Sparrowhawk Attack

Despite the weather forecast predicting a thorough soaking, the day had dawned with a bright blue sky and I’d been treated to the most impressive rainbow I’ve seen in a while. Upon arriving at the Wolseley Centre I’d decided, as has become the norm, to spend the twenty or so minutes until the volunteers met to get the mini bus in the nature garden, watching the birds on the feeders.

Normally there’s a whole array of species on the feeders, but on this day it was mainly the Great Tits that were hungry, flitting back and forth between the feeders and the sparse cover offered by the few trees that have kept their foliage; their bright white cheek patches making them easy to spot amongst the branches. Whilst watching one plucky chap grip tightly to a branch that dipped and bobbed in the wind it struck me how tiny they were, whilst in contrast another fed on the table, right next to a fluffy grey squirrel, completely un-fazed by it’s rather larger mammalian companion. One or two Blue Tits made an appearance, braving quick dashes to the feeder for a beakful, then vanishing from sight. A solitary chaffinch perched in a tree behind the feeders, eyes bright and head twitching this way and that, surveying the other occupants of the garden for a good few minutes before helping itself to some seeds.

Suddenly there was a blur of grey, a flash of yellow talons, a flurry of tiny wings and then silence.

Perched on the root end of the fallen tree was a Sparrowhawk. It must have missed its intended victim as its feet gripped nothing more than dead wood. It’s fierce, beautiful eyes turned in my direction, then past me to take in the rest of the surroundings. I had just enough time to take in its plumage, stunning barred chest, with darker back, and be surprised at its small size before, stretching its wings, it took off and flew out of sight leaving silence in its wake.

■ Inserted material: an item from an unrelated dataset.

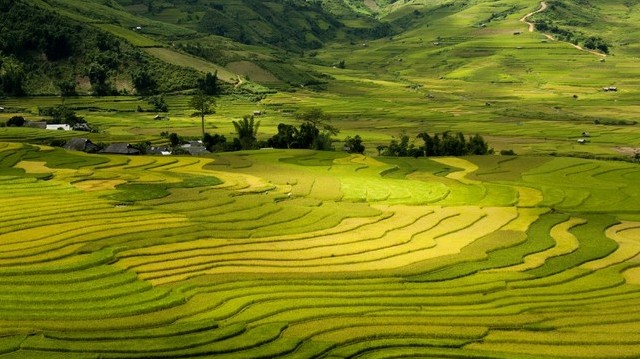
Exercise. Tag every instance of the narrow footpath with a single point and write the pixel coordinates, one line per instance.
(532, 26)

I was left slightly stunned by what I had just seen. It really had been a case of blink and you’ll miss it. The speed and suddenness with which it had appeared was breathtaking, really highlighting how well these beautiful creatures are evolved to take prey. This is my first known sighting of a Sparrowhawk (There is a chance that I have seen one before and just not known what it was). It is a wonderful feeling to know that I can now say I have seen one of these beautiful birds, and not just sat in a tree. I’ve seen them at their best, how they’re meant to be, hunting their prey. I’ve seen their speed and the flash of talons that are the last thing witnessed by many animals. What makes the experience even better, was that I was alone for this unexpected encounter; it was an experience unique to me, more personal then I could ever have wished for. It just emphasised how amazing our natural world is and how much beauty can be found in unexpected places. The whole encounter must have lasted less then a minute, but the experience has moved me, and I know it will be something I will remember for the rest of my life.